TIR hocherfreut - Verwaltungsgericht verbietet umstrittene Hirnforschung an Zebrafinken
Das kantonale Verwaltungsgericht hat einen in Zürich geplanten schwerbelastenden Tierversuch zur Erforschung der neuronalen Mechanismen im Zusammenhang mit dem Singverhalten von Zebrafinken für unrechtmässig erklärt, nachdem die drei Tierschutzdelegierten der Zürcher Tierversuchskommission die zunächst erteilte Bewilligung angefochten hatten. Der erwartete Erkenntnisgewinn war nach Ansicht des Gerichts zu gering, um die erheblichen Belastungen der Tiere zu rechtfertigen, da kein konkreter medizinischer Nutzen für den Menschen absehbar war. Der Entscheid ist ein wegweisender Erfolg für den Tierschutz.
16.01.2023
Das Institut für Neuroinformatik der ETH und Universität Zürich reichte im Oktober 2018 ein Gesuch für einen Tierversuch ein, mit dem die Mechanismen im Gehirn von Zebrafinken entschlüsselt werden sollten, die hinter der Planung, der Vorbereitung und der Erzeugung von Vogelgesang stehen. Darüber hinaus erhofften sich die Forschenden von dem Experiment auch Erkenntnisse über den menschlichen Spracherwerb sowie zur Entwicklung von Sprachstörungen wie etwa Stottern. Der geplante Versuchsablauf sah unter anderem vor, dass über 100 der insgesamt 136 beantragten Vögel einem operativen Eingriff am Schädel unterzogen und anschliessend an zweimal zehn Tagen während jeweils acht bis neun Stunden über ein am Kopf angebrachtes Implantat mit einem Kabel verbunden werden. Dabei wären die sehr geselligen Tiere auch immer wieder einzeln in winzigen Käfigen gehalten worden. Das Experiment wurde dementsprechend der höchsten Schweregradkategorie (SG 3) zugeordnet.
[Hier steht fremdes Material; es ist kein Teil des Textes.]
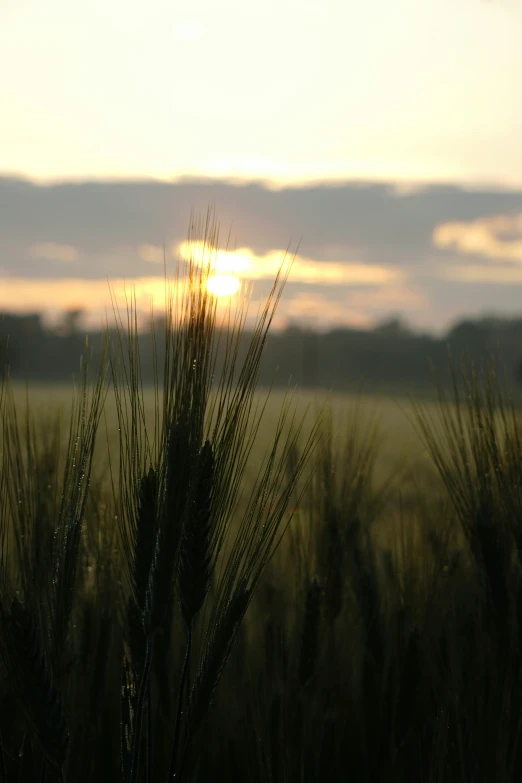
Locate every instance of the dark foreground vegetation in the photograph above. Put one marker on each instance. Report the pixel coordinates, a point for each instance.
(171, 624)
(387, 358)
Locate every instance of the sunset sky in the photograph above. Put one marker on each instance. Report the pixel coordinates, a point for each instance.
(419, 99)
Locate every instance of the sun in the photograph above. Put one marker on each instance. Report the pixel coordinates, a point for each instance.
(223, 285)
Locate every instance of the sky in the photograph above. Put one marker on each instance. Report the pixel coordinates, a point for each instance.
(186, 103)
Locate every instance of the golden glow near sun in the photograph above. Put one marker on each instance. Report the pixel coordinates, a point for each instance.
(223, 285)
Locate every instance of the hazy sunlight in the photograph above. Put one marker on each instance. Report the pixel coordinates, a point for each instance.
(223, 285)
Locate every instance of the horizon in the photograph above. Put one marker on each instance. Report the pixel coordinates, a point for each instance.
(377, 139)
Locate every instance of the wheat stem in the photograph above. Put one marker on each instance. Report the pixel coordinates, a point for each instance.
(136, 735)
(179, 711)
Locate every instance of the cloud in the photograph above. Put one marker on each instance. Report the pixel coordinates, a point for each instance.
(54, 251)
(501, 275)
(151, 254)
(363, 248)
(249, 266)
(395, 297)
(496, 237)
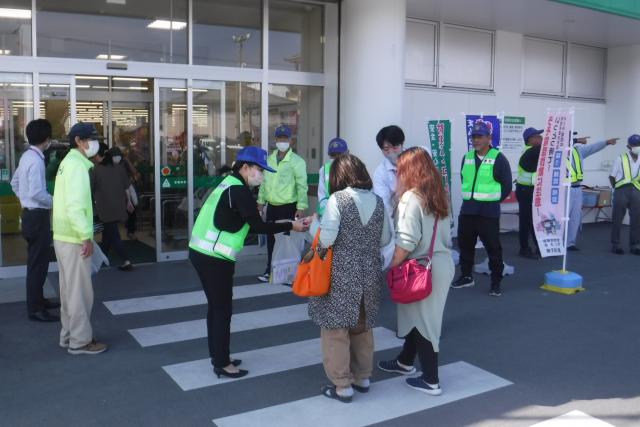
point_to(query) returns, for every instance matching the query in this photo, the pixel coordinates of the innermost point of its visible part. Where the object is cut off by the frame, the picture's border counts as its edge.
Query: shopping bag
(313, 278)
(133, 196)
(287, 253)
(97, 259)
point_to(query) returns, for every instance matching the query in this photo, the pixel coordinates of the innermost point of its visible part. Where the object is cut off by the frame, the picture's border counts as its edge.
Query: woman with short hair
(354, 224)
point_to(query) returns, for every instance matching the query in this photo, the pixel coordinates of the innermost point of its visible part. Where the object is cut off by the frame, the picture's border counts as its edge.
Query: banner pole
(568, 197)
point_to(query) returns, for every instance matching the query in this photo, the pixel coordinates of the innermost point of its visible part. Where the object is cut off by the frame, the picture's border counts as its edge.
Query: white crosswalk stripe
(198, 373)
(187, 299)
(194, 329)
(386, 400)
(573, 419)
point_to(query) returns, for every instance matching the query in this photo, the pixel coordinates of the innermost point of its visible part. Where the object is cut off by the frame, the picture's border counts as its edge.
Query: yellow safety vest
(526, 178)
(626, 171)
(575, 173)
(478, 183)
(206, 238)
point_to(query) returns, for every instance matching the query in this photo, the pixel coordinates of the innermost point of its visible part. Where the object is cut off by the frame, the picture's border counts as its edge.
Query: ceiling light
(111, 57)
(15, 13)
(130, 79)
(92, 78)
(162, 24)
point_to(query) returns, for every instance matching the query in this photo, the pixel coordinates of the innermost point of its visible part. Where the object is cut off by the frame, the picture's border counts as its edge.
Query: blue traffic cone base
(563, 282)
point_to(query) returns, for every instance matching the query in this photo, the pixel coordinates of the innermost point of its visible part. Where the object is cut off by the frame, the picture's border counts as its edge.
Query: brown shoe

Auf Antrag der Mehrheit der kantonalen Tierversuchskommission bewilligte das kantonale Veterinäramt den Versuch. Gegen diese Bewilligung erhoben die drei Tierschutzdelegierten der Kommission, darunter auch ein Mitarbeiter der Stiftung für das Tier im Recht (TIR), im April 2019 Rekurs. Sie waren der Ansicht, dass der erwartete Kenntnisgewinn nicht höher zu gewichten sei als die Belastungen der Tiere – genau dies ist im Schweizer Recht jedoch eine zentrale Voraussetzung für die Bewilligungserteilung. Nachdem die Gesundheitsdirektion im März 2021 den Rekurs abgewiesen und die Bewilligung bestätigt hatte, zogen die Tierschutzdelegierten den Fall mittels Beschwerde ans Verwaltungsgericht weiter.
Mit seinem vor wenigen Tagen veröffentlichten Urteil vom 24. November letzten Jahres hob das Verwaltungsgericht die Bewilligung für den Tierversuch nun auf. Es kam zum Schluss, dass die Kommissionsmehrheit, das Veterinäramt und die Gesundheitsdirektion den Kenntnisgewinn deutlich zu hoch gewichtet hätten. Tatsächlich reiche dieser nicht aus, um die schweren Belastungen der Vögel zu rechtfertigen. Das Gericht begründete seine Ansicht insbesondere damit, dass ein tatsächlicher medizinischer Nutzen für den Menschen nicht genügend konkret absehbar sei, und folgte damit der Argumentation der Tierschutzdelegierten.
Die Forschenden haben zwar noch die Möglichkeit, das Urteil vor dem Bundesgericht anzufechten. Der Entscheid des Verwaltungsgerichts ist aus Tierschutzsicht aber dennoch ein grosser Erfolg. In der Praxis kommt es regelmässig vor, dass ethisch sowie wissenschaftlich fragwürdige Tierversuche zu Unrecht bewilligt werden. Insbesondere in der Grundlagenforschung – der Bereich, in dem rund 80 Prozent aller Tiere, die im Rahmen von Versuchen schwere Belastungen erleiden, eingesetzt werden – ist der Erkenntnisgewinn der beantragten Experimente oftmals nur marginal. Dennoch werden die entsprechenden Gesuche routinemässig bewilligt und von der Mehrheit der Tierversuchskommissionsmitglieder kaum einmal grundlegend hinterfragt. Die TIR hofft nun auf eine Signalwirkung des Verwaltungsgerichtsurteils und ist zuversichtlich, dass dieses einen wichtigen Schritt in Richtung Abkehr von dieser rechtswidrigen Bewilligungspraxis darstellt.